If nobody cares about your hero, your story is sunk right from the start. Here are some techniques to consider to make your hero one multi-dimensional and thus real and someone worth caring about.

In the book “Screenplay: Writing the Picture,” the authors offer some techniques to make your hero feel more like a real person and less like a cardboard puppet being pushed around just for the sake of a story.

Technique #1: “The Ghost” — This is where something from the past is haunting the hero that the hero needs to correct. In “Cliffhanger,” Sylvester Stallone couldn’t save a novice from falling to her death, so that failure helps motivate his future actions. In “Die Hard,” Bruce Willis is trying to deal with his own stubbornness that led to his break up with his wife, but the black police officer who befriends him later is also haunted by accidentally shooting a kid with a toy gun. “In the Line of Fire,” Clint Eastwood is a Secret Service agent haunted by his inability to protect John F. Kennedy from assassination, which forms his driving motivation.

“The Ghost” technique is all about some bad memory that motivates the character to do something to avoid recreating that bad past event all over again.

Technique #2: “Internal Conflict” — Make the character choose between two conflicting goals so the audience wants to see which one the character chooses. In “The Last Picture Show,” Jeff Bridges plays a teenager who is having an affair with an older woman, but then he gets a chance to date the prettiest girl in the school, so there’s the conflict of what he’ll do? Stay loyal to the older woman or date the pretty girl from his high school who he’s been lusting at since the start of the movie?

Al Pacino faces such internal conflict in “The Godfather” where he initially doesn’t want to be part of the organized crime family. His conflict is that he doesn’t want to get involved, but if he doesn’t get involved, the family risks being torn apart by rival factions. If he does get involved, then he’ll go against his own moral code in the process.

Romantic comedies often use this “internal conflict” technique to make each character face difficult decisions. They either do what’s easiest or follow their heart and choose the person they were meant to be with all this time. In “Four Weddings and a Funeral,” the hero at the end faces a choice of either marrying the girl he proposed to or stopping his wedding and marrying the girl he really wants. Not an easy choice, but that’s what makes the “internal conflict” technique so powerful and interesting.
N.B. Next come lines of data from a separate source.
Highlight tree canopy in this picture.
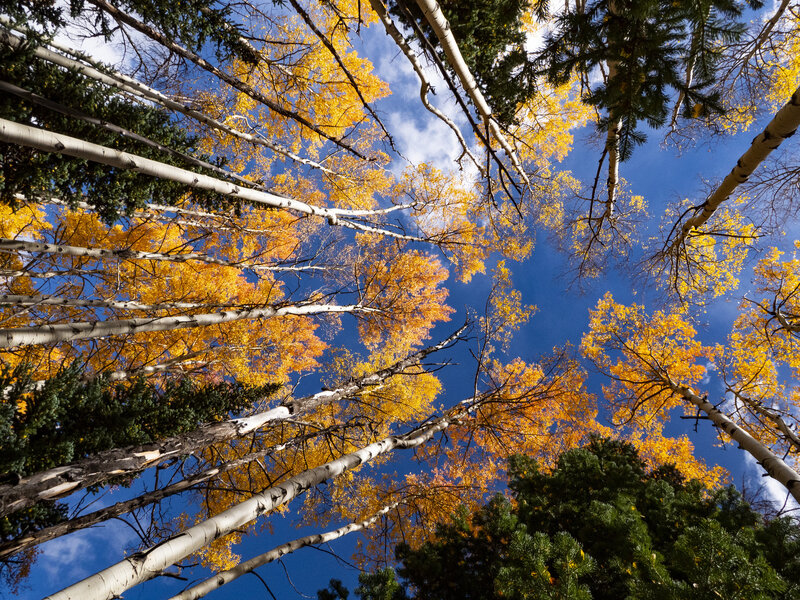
[0,0,800,600]
[326,439,800,600]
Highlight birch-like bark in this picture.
[169,502,397,600]
[0,119,347,224]
[0,432,334,560]
[0,26,347,179]
[0,269,108,279]
[0,119,426,234]
[0,325,466,517]
[668,88,800,252]
[665,378,800,502]
[88,0,366,160]
[0,81,267,191]
[369,0,486,176]
[0,238,282,273]
[416,0,531,187]
[728,388,800,452]
[0,304,368,348]
[0,294,241,310]
[46,409,466,600]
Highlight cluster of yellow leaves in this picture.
[511,78,594,171]
[718,242,800,463]
[564,179,647,278]
[581,293,713,421]
[480,260,537,356]
[355,236,453,355]
[657,197,759,304]
[213,3,389,152]
[0,203,326,384]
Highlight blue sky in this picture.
[10,4,797,600]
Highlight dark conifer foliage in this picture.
[0,364,277,480]
[389,0,535,125]
[532,0,762,160]
[0,48,234,222]
[0,0,258,64]
[338,440,800,600]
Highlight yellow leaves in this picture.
[581,293,712,415]
[662,197,759,304]
[512,77,593,170]
[480,260,536,356]
[357,242,453,354]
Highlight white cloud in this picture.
[53,0,154,68]
[744,452,800,514]
[389,112,461,170]
[36,521,138,588]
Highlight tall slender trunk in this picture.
[369,0,486,176]
[0,119,338,223]
[0,429,340,561]
[169,502,397,600]
[83,0,366,160]
[667,88,800,252]
[0,325,466,516]
[0,81,267,192]
[416,0,531,187]
[0,294,247,310]
[603,0,622,214]
[0,304,368,348]
[0,25,347,179]
[0,238,282,269]
[0,119,427,234]
[46,409,467,600]
[664,377,800,502]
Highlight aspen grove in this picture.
[0,0,800,600]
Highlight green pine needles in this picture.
[532,0,762,160]
[320,440,800,600]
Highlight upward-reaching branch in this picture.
[0,27,344,178]
[42,408,468,600]
[82,0,366,160]
[416,0,531,188]
[0,325,467,516]
[665,88,800,254]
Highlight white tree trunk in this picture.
[416,0,531,187]
[169,503,397,600]
[369,0,486,176]
[0,422,334,560]
[0,119,427,233]
[0,304,368,348]
[666,378,800,502]
[0,24,340,179]
[45,416,453,600]
[670,83,800,250]
[0,238,278,273]
[88,0,366,160]
[0,325,466,517]
[0,81,267,191]
[0,119,347,224]
[0,294,234,310]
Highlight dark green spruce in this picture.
[532,0,762,160]
[0,48,234,223]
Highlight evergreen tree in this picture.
[533,0,762,160]
[340,440,800,600]
[0,0,258,64]
[389,0,535,125]
[0,47,230,222]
Technique #3: “Fatal Flaw” — Give your character a major flaw that’s the cause of his dead end life, so now the battle isn’t external, but internal. Will the hero overcome his fatal flaw and live happily ever after? Or will the hero succumb to holding on to the fatal flaw and end the story in tragedy?

Notice that none of these three techniques are mutually exclusive, but can be used together to create a fully rounded character. For example, Luke in “Star Wars” has a “ghost” in wondering about his father, has internal conflict in wanting to leave and explore the galaxy while also remaining on the farm to help his uncle, and a fatal flaw in not being confident of his abilities.

George Clooney in “Up in the Air” has a fatal flaw of being isolated from life and enjoying it. However, that isolation keeps him from enjoying a close relationship with others including family members. He doesn’t appear to have much of a “ghost” haunting him but he does have a minor internal conflict in wanting company while also wanting his own freedom.

Use these three techniques to make your hero feel more like a real person with a strong motivation to take action. Most likely, you won’t use all three techniques in equal proportion, but use them in some way to make sure your characters feel like fully motivated people who take actions that are driven from their own desires and not just to satisfy the plot.